The four -- Robby Barnett, Lee Harris, Moses Pendleton and Jonathan Wolken -- were game from the start. Chase knew she couldn't teach them how to dance in one semester, but she could teach them how to use what they had to be inventive. From that class -- which emphasized highly physical, off-the-cuff movement and weight-sharing through lifts, leans, balances and other means of support -- a modern dance tradition was born.
The name Pilobolus refers to a phototropic zygomycete -- a type of fungus, for you biology novices -- whose properties intrigued Wolken, who'd seen them in his father's biophysics lab. Though just a quarter-inch tall, the sun-loving powerhouse can toss its spores nearly eight feet.
Pilobolus the dance troupe had goals just as ambitious, and for more than 30 years, the troupe has remained remarkably fertile, creating a body of repertory based on its unique weight-sharing and partnering skills honed in a collaborative environment.
On Tuesday, Pilobolus returns to Wolf Trap's Filene Center with "BUGonia," a world premiere commissioned by the performing arts park. "BUGonia" brings the Pilobolans back to their spores, so to speak. Chase explains the word she coined to name her newest duet: "It's a biomorphic creature that definitely hearkens back to our early roots." Those roots include rubber-limbed flexibility, tensile strength to lift and carry partners every which way, and a sense of attachment to the earth as dancers give into the unforgiving tug of gravity.

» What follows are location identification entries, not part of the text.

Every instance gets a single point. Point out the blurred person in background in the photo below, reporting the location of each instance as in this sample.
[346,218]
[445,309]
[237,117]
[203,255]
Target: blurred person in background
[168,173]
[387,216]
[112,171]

But "BUGonia" also showcases Chase's current fascination with airborne suspension. The dancers hang from the rafters instead of hugging the floor. "After working for 34 years," she says, "the use of suspension just spoke to me and allowed me to create a different stage picture up in the air."
The Wolf Trap program includes three other works -- all contributed by Chase -- that employ suspension. "Monkey and the White Bone Demon" is a plot-centered work culled from a 16th-century Buddhist myth; "Ben's Admonition," meanwhile, is a riveting and succinct male duet with military overtures that draws its title from Benjamin Franklin's statement on signing the Declaration of Independence: "We must all hang together, or assuredly we shall all hang separately." Using Chinese circus silks, "Star-Cross'd," also performed airborne, is a gloss on the literary lovers Romeo and Juliet.
For Chase, suspending her dancers above the floor, whether by ropes, harnesses or lengths of silk fabric, is never merely a circus trick. "The suspended imagery," she points out, "is always in service to the storyline, and suspension gives the work a sense of magic."
PILOBOLUS DANCE THEATRE -- Tuesday at 8:30. Filene Center, Wolf Trap, 1551 Trap Rd., Vienna. 703-218-6500.